Sebagai orang yang suka mengamati bentuk bangunan masjid, seringkali saya mengaitkan ornamen masjid dengan budaya setempat yang berkembang. Masjid-masjid di nusantara itu, kata para ahli, gabungan dari budaya lokal, Arab, Timur Tengah dan juga Cina.
Kubah, misalnya jelas bukan budaya Indonesia. Kubah banyak ditemui di Timur Tengah, India sampai Eropa. Bangunan-bangunan tua termasuk gereja di Eropa ada yang berkubah. Sementara bedug, adalah budaya lokal sebagai penanda waktu. Memang ada juga yang berpendapat, bedug itu datang dari Cina dibawa oleh Laksamana Cheng Ho. Namun karena sudah menyatu dengan budaya lokal, maka baik kubah maupun bedug seolah menjadi milik Indonesia.
Maka tidak heran bila dua ornamen itu kita temukan dalam literatur sastra di tanah air. Setidaknya saya menemukan dua karya novel yang terinspirasi dari kubah dan bedug. Pertama novel karya Ahmad Tohari berjudul "Kubah" dan kedua novel pendek karya Hamka berjudul "Menunggu Beduk Berbunyi".

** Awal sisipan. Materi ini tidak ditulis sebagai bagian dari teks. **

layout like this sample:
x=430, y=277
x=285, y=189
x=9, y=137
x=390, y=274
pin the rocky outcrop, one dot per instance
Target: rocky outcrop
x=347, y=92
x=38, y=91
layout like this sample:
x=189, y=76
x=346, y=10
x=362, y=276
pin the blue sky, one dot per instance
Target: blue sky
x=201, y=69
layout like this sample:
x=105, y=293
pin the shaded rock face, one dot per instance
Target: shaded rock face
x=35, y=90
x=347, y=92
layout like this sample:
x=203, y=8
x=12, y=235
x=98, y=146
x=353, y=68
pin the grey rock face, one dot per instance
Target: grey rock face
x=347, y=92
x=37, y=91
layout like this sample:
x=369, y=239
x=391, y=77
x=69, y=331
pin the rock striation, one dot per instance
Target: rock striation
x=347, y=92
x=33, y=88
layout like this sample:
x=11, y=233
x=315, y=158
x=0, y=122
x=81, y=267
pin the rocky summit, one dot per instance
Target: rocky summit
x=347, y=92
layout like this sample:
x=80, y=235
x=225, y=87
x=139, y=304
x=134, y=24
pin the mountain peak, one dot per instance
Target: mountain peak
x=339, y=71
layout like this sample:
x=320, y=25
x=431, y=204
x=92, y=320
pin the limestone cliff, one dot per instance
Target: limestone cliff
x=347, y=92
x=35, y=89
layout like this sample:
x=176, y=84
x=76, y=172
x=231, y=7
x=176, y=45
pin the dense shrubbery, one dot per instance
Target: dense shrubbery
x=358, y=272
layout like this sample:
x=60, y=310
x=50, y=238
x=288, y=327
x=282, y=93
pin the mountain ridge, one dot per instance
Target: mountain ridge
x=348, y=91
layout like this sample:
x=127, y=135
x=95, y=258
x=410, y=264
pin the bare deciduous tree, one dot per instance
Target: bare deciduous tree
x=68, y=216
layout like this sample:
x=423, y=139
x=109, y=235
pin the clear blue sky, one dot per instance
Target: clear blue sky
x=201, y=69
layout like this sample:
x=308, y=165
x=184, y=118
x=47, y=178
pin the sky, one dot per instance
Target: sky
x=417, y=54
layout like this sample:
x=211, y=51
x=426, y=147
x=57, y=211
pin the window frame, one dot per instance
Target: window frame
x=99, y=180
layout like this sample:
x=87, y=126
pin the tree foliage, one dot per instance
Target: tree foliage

Novel "Kubah" berkisah tentang seorang pria desa yang miskin, kemudian tertarik masuk Partai Komunis Indonesia (PKI) di awal tahun 1960-an. Karman nama lelaki itu, sebenarnya tidak memahami ideologi komunis. Dia hanya tidak suka pada Haji Bakir yang tidak lain adalah pamanya sendiri. Haji Bakir dalam pandangan Karman adalah sosok penganut agama yang serakah. Soalnya, pada masa pendudukan Jepang ayah Karman pernah menukar sawah dengan padi milik Haji Bakir.
Singkat cerita, ketika kudeta PKI gagal, Karman pun ditangkap dan dibuang ke pulau buru. Selama 12 tahun dia menjadi tawanan Pulau Buru. Usai menjalani masa tahanan, Karman pulang ke kampung halamannya. Dia diterima oleh masyarakat setempat. Dan sebagai puncak penyesalannya, Karman turut membantu kubah masjid milik Haji Bakir orang yang dulu dibencinya.
Ahmad Tohari menjadikan kubah masjid sebagai simbol pertobatan seorang anggota PKI. Almarhum Abdurrahman Wahid alias Gus Dur pernah memberi catatan pada novel ini sebagai novel pertama yang bercerita tentang hubungan eks tapol PKI dengan masyarakat Indonesia.
Pada novel kedua karya Hamka berjudul "Menunggu Beduk Berbunyi" , juga berkisah tentang konflik batin. Konflik batin seorang Tuan Sharif yang mau bekerja untuk kantor pemerintah Hindia Belanda, di Minang, saat Indonesia sedang berjuang untuk kemerdekaan.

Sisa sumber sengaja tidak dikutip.